Rules provide a standard form of a language that is accepted by most speakers of that language. Adherence to prescriptive rules allows a speaker to be understood by the greatest possible number of individuals. This is especially important for a language such as German, which has dialects so different from one another that their speakers cannot always understand each other.
A set of standard rules is necessary for students learning English (or any other language) as a second language. Imagine the chaos if there were no guidelines for learning English (or Spanish, or Japanese, or Arabic, etc.) Thus, rules serve a very useful purpose for language teachers and learners as well.

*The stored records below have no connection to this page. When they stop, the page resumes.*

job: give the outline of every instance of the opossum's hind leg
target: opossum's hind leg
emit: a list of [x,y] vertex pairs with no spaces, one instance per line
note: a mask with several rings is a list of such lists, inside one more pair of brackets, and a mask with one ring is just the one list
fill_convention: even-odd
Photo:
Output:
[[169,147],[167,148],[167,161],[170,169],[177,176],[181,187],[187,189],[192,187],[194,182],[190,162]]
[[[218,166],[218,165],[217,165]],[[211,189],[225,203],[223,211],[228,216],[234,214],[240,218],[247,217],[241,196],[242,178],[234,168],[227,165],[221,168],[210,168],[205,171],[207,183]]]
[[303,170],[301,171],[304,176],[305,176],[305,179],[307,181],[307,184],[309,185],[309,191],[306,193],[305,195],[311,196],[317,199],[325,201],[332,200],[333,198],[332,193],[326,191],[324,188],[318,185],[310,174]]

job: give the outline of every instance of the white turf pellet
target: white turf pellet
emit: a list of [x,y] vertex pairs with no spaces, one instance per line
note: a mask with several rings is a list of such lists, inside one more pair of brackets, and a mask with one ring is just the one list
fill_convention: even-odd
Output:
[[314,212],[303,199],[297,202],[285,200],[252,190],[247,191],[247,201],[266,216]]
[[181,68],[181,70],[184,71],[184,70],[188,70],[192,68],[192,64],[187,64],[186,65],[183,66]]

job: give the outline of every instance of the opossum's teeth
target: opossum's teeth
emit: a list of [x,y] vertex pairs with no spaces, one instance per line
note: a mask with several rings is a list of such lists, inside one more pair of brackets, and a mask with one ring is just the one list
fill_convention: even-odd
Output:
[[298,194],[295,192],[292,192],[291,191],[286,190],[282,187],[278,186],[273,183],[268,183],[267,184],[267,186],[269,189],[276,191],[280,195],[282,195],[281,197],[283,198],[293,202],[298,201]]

Most importantly, there are social reasons for prescriptive rules. Nonstandard dialects are still frowned upon by many groups and can inhibit one's progress in society. The existence of prescriptive rules allows a speaker of a nonstandard dialect to learn the rules of the standard dialect and employ them in appropriate social circumstances. Therefore, prescriptive rules are used as an aid in social mobility.This does not mean, however, that these judgments about dialects are linguistically valid. The idea that one dialect of a language is intrinsically better than another is simply false. From a strictly linguistic point of view all dialects are equally good and equally valid. To look down on nonstandard dialects is to exercise a form of social and linguistic prejudice.